The poster on the phase 1 data, "High-dose treatment with ADXS11-001, a Listeria monocytogenes-listeriolysin O (Lm-LLO) immunotherapy, in women with cervical cancer: a phase I, dose-escalation study" (no. 58) is available at www.advaxis.com. The company is preparing to initiate a phase 3 trial in PRmCC later this year.

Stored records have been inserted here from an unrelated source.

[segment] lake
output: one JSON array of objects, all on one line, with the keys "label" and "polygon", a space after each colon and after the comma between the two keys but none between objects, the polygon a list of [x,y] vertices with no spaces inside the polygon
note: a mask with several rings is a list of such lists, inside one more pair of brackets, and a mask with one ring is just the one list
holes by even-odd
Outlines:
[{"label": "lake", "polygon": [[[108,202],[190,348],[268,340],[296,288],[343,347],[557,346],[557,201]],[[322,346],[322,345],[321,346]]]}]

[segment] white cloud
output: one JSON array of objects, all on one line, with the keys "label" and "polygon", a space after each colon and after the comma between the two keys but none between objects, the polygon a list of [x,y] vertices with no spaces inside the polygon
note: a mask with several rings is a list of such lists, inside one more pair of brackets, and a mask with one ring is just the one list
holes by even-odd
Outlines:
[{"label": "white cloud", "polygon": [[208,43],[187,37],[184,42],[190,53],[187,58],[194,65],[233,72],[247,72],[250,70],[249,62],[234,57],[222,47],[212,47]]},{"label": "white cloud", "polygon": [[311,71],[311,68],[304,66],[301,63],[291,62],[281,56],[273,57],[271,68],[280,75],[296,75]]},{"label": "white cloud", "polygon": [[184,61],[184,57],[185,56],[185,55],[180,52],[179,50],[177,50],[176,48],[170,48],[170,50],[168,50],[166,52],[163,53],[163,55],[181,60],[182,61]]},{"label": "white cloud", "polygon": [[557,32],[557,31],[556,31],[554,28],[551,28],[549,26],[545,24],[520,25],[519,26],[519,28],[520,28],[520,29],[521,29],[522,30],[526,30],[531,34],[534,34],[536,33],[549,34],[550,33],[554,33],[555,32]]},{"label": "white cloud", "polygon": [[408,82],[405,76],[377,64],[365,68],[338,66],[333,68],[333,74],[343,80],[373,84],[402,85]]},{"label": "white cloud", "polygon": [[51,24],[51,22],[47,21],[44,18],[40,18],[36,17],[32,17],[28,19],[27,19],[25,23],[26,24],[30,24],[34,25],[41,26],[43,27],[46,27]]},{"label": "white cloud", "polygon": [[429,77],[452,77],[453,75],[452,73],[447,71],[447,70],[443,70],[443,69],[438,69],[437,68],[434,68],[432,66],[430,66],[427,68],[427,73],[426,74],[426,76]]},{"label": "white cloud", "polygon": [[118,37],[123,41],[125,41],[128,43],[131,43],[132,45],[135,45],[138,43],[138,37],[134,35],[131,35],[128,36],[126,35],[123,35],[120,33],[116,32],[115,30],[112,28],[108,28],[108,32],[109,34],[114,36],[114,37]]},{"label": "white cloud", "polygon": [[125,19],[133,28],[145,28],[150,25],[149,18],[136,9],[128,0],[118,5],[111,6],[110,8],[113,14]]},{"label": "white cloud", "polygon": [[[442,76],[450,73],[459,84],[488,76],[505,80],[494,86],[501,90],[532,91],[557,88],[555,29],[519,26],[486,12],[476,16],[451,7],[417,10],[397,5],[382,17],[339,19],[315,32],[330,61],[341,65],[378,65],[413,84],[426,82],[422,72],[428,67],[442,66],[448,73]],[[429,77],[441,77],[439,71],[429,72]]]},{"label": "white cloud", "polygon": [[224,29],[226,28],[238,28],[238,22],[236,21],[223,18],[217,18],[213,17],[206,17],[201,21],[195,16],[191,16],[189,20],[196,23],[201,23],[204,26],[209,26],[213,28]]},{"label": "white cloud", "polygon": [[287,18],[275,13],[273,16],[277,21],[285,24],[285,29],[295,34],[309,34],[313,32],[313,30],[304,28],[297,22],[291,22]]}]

About Axalimogene Filolisbac

Axalimogene filolisbac is a targeted Listeria monocytogenes (Lm)-based immunotherapy that attacks HPV-associated cancers by altering a live strain of Lm bacteria to generate cancer-fighting T cells against cancer antigens while neutralizing the tumor’s natural protections that guard the tumor microenvironment from immunologic attack. In a phase 2 trial evaluating axalimogene filolisbac for the treatment of persistent or recurrent metastatic (squamous or non-squamous cell) carcinoma of the cervix (PRmCC), the drug candidate showed a 12-month overall survival rate of 38 percent observed in 50 patients in the trial. This is a 52 percent improvement over the 12-month overall survival rate that was expected in the trial’s patient population based on prognostic factors.

Axalimogene filolisbac has received Fast Track designation for adjuvant therapy for high-risk locally advanced cervical cancer (HRLACC) and a Special Protocol Assessment for the Phase 3 AIM2CERV trial in HRLACC patients. The immunotherapy has also received orphan drug designation in three clinical indications.